Multiple sources have said both the team and player would like to stick together. Fairley likes playing in New Orleans, which is close to his hometown of Mobile, Alabama, and grew fond of coach Sean Payton. The organization had no issues with Fairley last season and realizes he was a key component of the defense.
The big issue will be figuring out what Fairley is worth and coming to an agreement that makes sense for all parties involved when his contract voids at the end of the month.
He could be seeking something in the range of $9.5 million. That would put him above Dallas Cowboys defensive tackle Tyrone Crawford, who has an average annual value of $9 million and had 4½ sacks and eight quarterback hits (Fairley had 22), but below San Diego’s Corey Liuget, who has an average annual value of $10.25 million and has recorded three sacks over the past two seasons.
Fairley recorded 6½ sacks last season, during a year in which he spent some time playing on the nose in three-man fronts, and had nearly 50 other pressures. He was, by any account, one of the better defensive tackles in the NFL. What Fairley can be certain of is that the Saints will not likely pay him a contract with an average annual value exceeding the $11 million defensive end Cameron Jordan is currently being paid.
The Saints are projected to have about $30 million in cap space before re-signing their own players, so they will have the financial flexibility to keep Fairley around, if they choose.
New Orleans will enter the offseason looking to find ways to improve its defense. Though the feeling is that the team showed improvement on that side of the ball while fighting through injuries at several key positions, it still finished near the bottom of the league in total defense and could use upgrades at several spots.
But if Fairley is retained, the team could be a defensive end away from having a strong front four. Jordan remains one of the better defensive ends in the league, and the Saints are optimistic that defensive tackles Sheldon Rankins and David Onyemata will continue to improve in their second seasons.
However, even with the optimism, neither of those players were as disruptive as Fairley. Even though he finished with 4½ sacks in nine games, Rankins didn’t have the same kind of pressure numbers as Fairley. Keeping the pieces up front that are working and adding some more talent might be the quickest way to improvement.

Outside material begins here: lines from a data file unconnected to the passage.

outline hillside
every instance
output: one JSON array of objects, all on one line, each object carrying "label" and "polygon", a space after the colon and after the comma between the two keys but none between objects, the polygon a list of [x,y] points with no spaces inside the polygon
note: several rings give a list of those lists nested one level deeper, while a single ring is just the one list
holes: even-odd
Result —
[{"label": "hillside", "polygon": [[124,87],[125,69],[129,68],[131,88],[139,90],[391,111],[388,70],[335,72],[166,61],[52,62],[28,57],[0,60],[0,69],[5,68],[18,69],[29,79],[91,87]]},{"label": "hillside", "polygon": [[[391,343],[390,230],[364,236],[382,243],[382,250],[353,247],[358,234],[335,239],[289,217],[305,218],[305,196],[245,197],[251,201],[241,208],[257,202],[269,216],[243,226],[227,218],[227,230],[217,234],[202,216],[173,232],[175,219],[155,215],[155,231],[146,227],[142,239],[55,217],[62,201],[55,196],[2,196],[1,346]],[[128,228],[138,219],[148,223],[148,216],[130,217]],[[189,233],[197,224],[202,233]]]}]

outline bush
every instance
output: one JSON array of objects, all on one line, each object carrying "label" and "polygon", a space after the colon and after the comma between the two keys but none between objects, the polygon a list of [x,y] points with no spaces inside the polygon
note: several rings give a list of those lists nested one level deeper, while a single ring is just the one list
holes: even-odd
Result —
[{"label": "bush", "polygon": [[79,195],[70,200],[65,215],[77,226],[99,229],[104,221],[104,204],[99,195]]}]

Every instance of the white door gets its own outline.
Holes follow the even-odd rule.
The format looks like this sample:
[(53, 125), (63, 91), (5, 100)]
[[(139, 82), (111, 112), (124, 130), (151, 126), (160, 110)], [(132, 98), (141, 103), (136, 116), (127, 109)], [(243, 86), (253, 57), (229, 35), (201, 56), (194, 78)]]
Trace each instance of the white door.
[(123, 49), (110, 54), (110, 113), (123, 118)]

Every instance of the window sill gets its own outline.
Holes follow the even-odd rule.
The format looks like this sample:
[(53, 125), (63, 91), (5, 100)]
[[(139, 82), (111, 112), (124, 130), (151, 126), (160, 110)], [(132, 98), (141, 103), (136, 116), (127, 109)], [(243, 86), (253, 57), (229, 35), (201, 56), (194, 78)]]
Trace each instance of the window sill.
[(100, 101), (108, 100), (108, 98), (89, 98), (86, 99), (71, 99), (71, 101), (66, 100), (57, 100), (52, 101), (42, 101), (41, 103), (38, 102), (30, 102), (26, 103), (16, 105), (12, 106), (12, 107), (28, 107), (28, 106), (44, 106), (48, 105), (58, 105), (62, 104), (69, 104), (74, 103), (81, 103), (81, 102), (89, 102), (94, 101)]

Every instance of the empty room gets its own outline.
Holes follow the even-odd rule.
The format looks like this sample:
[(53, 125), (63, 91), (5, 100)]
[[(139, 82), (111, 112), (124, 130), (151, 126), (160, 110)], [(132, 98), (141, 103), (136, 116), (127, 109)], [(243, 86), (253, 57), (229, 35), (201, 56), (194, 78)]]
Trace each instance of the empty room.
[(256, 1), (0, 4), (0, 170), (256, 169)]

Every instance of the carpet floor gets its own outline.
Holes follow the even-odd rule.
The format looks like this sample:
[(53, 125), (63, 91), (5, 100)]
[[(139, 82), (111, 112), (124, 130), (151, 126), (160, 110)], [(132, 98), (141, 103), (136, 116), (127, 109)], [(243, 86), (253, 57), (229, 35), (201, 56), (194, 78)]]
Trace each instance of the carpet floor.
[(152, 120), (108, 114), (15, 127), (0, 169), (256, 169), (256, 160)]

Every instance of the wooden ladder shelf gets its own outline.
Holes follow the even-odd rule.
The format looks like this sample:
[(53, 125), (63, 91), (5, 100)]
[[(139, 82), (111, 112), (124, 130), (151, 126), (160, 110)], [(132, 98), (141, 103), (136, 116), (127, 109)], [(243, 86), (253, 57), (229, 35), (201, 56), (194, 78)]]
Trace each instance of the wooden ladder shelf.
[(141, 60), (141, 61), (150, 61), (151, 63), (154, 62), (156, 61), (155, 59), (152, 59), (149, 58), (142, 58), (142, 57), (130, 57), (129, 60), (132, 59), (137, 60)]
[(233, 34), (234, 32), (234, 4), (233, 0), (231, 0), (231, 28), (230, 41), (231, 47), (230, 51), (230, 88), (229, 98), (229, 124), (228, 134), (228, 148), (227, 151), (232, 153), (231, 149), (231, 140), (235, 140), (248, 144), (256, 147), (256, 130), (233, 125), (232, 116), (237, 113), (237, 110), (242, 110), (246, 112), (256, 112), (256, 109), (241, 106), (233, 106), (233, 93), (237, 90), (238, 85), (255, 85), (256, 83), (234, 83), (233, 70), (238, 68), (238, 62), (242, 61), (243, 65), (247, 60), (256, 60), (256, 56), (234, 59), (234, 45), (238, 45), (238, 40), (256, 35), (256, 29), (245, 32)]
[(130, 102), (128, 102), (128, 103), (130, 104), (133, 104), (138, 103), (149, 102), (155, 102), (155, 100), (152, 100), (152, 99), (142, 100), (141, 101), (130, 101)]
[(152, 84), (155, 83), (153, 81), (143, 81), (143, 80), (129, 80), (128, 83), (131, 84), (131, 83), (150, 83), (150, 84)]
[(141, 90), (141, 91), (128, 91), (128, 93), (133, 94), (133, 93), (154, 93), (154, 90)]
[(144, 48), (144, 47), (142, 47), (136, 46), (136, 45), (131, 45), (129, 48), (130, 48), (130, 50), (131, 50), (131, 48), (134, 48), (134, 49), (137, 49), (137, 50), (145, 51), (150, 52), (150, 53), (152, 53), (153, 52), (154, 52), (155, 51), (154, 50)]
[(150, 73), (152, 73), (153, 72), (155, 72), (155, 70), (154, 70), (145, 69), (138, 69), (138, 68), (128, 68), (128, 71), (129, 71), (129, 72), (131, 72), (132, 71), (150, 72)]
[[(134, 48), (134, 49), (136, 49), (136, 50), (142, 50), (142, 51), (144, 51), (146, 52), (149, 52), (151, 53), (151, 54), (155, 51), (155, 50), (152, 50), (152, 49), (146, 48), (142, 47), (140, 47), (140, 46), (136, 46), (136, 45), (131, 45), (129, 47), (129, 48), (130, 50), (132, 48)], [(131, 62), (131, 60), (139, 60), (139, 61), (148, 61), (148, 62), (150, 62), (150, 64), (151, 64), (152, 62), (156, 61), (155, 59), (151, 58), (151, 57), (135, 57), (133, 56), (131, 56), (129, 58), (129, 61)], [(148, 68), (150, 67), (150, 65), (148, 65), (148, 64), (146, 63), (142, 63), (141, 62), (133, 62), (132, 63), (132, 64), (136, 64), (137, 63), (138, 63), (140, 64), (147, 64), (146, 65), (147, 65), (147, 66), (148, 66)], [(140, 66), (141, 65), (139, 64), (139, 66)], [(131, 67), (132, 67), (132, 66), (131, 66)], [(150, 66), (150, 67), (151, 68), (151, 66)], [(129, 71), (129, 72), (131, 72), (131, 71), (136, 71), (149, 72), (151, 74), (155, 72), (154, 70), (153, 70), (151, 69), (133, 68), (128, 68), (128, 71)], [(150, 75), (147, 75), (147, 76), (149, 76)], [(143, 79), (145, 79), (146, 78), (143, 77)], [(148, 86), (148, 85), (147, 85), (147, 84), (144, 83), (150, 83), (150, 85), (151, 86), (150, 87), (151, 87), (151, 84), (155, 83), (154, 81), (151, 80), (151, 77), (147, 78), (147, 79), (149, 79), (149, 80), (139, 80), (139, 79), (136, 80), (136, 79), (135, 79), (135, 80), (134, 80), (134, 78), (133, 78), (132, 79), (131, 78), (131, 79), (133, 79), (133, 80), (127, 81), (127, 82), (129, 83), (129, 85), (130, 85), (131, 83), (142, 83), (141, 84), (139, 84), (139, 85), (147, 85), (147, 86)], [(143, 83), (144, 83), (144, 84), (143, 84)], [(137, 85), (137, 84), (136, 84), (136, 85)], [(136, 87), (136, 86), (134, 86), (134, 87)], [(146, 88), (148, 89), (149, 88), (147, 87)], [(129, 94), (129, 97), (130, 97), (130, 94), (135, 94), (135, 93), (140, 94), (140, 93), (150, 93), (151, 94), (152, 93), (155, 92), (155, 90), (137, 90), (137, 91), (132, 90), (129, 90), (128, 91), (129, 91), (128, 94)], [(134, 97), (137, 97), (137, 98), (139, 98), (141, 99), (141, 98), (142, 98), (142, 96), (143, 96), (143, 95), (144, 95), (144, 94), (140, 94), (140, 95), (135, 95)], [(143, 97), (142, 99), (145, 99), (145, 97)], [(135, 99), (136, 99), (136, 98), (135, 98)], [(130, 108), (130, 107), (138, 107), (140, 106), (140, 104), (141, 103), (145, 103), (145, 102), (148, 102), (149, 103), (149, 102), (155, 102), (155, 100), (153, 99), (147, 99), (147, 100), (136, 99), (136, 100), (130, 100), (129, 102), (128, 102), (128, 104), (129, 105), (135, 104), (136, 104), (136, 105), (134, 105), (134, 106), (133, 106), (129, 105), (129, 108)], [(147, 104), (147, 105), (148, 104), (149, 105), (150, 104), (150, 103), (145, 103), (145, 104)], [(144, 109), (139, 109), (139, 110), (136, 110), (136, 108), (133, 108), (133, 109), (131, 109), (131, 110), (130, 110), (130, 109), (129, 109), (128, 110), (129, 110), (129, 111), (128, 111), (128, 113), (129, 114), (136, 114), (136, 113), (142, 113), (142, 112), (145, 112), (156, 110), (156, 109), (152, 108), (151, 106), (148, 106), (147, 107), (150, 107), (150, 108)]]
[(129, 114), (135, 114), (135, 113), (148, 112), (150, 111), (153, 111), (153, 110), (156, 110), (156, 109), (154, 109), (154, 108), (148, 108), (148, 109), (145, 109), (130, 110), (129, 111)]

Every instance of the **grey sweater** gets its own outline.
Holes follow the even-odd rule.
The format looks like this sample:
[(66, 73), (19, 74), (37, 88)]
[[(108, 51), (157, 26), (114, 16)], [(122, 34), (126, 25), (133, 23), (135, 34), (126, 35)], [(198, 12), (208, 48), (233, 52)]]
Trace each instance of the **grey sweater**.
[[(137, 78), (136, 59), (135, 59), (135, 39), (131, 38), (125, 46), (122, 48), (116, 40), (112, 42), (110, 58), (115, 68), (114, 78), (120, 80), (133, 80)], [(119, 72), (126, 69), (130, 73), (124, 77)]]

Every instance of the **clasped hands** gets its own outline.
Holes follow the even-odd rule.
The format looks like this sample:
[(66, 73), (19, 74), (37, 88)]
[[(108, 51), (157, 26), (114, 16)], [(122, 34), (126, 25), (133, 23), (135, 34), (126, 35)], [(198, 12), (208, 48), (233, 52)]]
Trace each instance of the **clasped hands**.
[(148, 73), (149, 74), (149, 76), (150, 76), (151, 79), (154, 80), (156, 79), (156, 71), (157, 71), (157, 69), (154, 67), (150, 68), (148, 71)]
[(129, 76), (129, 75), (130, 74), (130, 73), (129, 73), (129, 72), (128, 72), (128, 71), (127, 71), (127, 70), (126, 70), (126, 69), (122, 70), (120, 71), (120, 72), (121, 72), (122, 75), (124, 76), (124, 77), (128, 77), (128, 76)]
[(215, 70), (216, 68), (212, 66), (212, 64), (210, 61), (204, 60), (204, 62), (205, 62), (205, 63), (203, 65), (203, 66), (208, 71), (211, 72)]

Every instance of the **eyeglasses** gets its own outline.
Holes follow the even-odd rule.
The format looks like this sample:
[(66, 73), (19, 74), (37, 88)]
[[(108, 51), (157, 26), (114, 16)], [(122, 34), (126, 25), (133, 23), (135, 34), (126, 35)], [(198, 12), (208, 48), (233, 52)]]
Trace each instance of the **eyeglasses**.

Still, this situation will likely be determined by money. Fairley should have a strong market waiting for him if he decides to explore his options. And, if he’s seeking something in the range of $9.5 million, there’s a good chance someone will step up with the money. Relative to what other defensive tackles are making, something in that range isn't unreasonable if he gets someone to pay it.
If all parties are to be believed, and both sides want to continue this relationship, they need to find a number that works.